Absence, or something like it, features in his current show, Squeegee Paintings. That’s squeegee as used in silkscreen printing. Is there something of a metaphorical act of erasure in the work? A clearing of the decks. Certainly, actual erasure, dragging a squeegee across a paint-laden surface and removing most of the physical substance of the pigment, plays a primary role in the creation process. The painting is what remains, an aftermath. It’s a bold strategy, but he manages it with elan.

Difficult method

It's difficult to make paintings using a squeegee, and to draw attention to this process by so titling the work, without bringing to mind the German painter Gerhard Richter, who, probably more than any other contemporary artist, has used a squeegee. There is Andy Warhol, of course, but his Factory operatives were actually making silkscreen prints. When Richter moved beyond representation to make abstract paintings, he used several implements besides brushes, including putty knives and, most notably, and extremely, squeegees, sometimes on an enormous scale.

Richter has a knack for seriously annoying the more critical observers of his work – for reasons that are not entirely clear. That he would have the gall to make abstract paintings annoyed many people. That he professes not to understand a great deal of what he's doing annoys them too. One series of squeegeed abstracts is called the Bach series, and a more recent one the Cage paintings. That's Cage as in John Cage the composer, and Bach as in JS, the composer. But the connections are not illustrative. It seems that Richter was listening to recordings of Cage's collected works for piano as he was making the Cage paintings.
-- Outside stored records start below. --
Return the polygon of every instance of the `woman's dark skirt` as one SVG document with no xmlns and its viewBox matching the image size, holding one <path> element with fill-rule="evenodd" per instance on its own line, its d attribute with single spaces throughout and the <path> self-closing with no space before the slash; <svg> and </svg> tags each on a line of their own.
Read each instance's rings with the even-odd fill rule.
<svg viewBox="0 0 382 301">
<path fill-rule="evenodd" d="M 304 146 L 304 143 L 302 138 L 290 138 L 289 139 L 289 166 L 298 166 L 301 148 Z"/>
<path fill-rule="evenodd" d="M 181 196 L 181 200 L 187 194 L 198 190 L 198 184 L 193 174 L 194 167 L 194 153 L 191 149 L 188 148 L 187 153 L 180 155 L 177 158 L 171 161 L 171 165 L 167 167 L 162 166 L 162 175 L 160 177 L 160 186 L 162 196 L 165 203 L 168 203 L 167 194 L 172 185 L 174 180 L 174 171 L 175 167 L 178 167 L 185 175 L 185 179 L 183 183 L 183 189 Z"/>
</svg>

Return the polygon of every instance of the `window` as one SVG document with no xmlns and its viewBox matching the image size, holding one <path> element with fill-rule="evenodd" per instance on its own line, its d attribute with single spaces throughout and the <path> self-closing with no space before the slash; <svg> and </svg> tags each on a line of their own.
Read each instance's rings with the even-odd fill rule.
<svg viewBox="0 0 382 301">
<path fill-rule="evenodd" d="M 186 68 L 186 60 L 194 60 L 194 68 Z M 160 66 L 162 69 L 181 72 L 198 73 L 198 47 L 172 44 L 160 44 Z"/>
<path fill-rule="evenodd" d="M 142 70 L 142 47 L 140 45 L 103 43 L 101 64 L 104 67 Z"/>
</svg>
In fact, the first Cage painting began with a grid-like monochrome pattern, not unlike some works by Mark Francis (currently showing outstanding work at the Kerlin Gallery), based on mineral microstructures, and became something else entirely. The Cage paintings are more added to than subtracted from in the course of their making. They are masses of intermixed pigment dragged this way and that, usually up and down. They can't help but suggest associations with landscape: rain, cloud, mist, water.

‘Explosive landscapes’

Armstrong's paintings are much more subtractive, and he quotes Helen Frankenthaler as an epigraph: "If I am forced to associate, I think of my pictures as explosive landscapes . . ." Indeed, he plays continually on the associations with landscape in his paintings, exploiting the way we try to make sense of an image and look for a way to read it, rather than just letting it be. That ragged profile of green, surely it's a mountain ridge? Armstrong is adept at planting clues and then disowning them, leaving it up to the viewer to decide.

Speaking of explosive landscapes, back in the late 1990s he visited volcanic sites in the Mediterranean and made a series of paintings that delighted in the molten, fluid, abstracted world he found there, and that state of flux and uncertainty has been a constant in his work since.

The landscape transformed, whether through the magic of biblical narratives – the pillar of cloud, say, which he has recurrently addressed – or phenomena such as the Sri Lankan rock column that was reputedly covered by perhaps the largest fresco painting ever, draws him. Then there was a South Sea island that was in the process of disappearing, year on year, as the sea continues to rise. So the Squeegee Paintings are a logical development, taking us to the point where the waters lap over the last traces of land peeking above the waves.

The most minimal work, Clearing, for example, is incredibly spare – the squeegee has cleared away nearly all pigment, leaving a trace, a memory in the gessoed weave of the linen – but it is seething with energy nonetheless.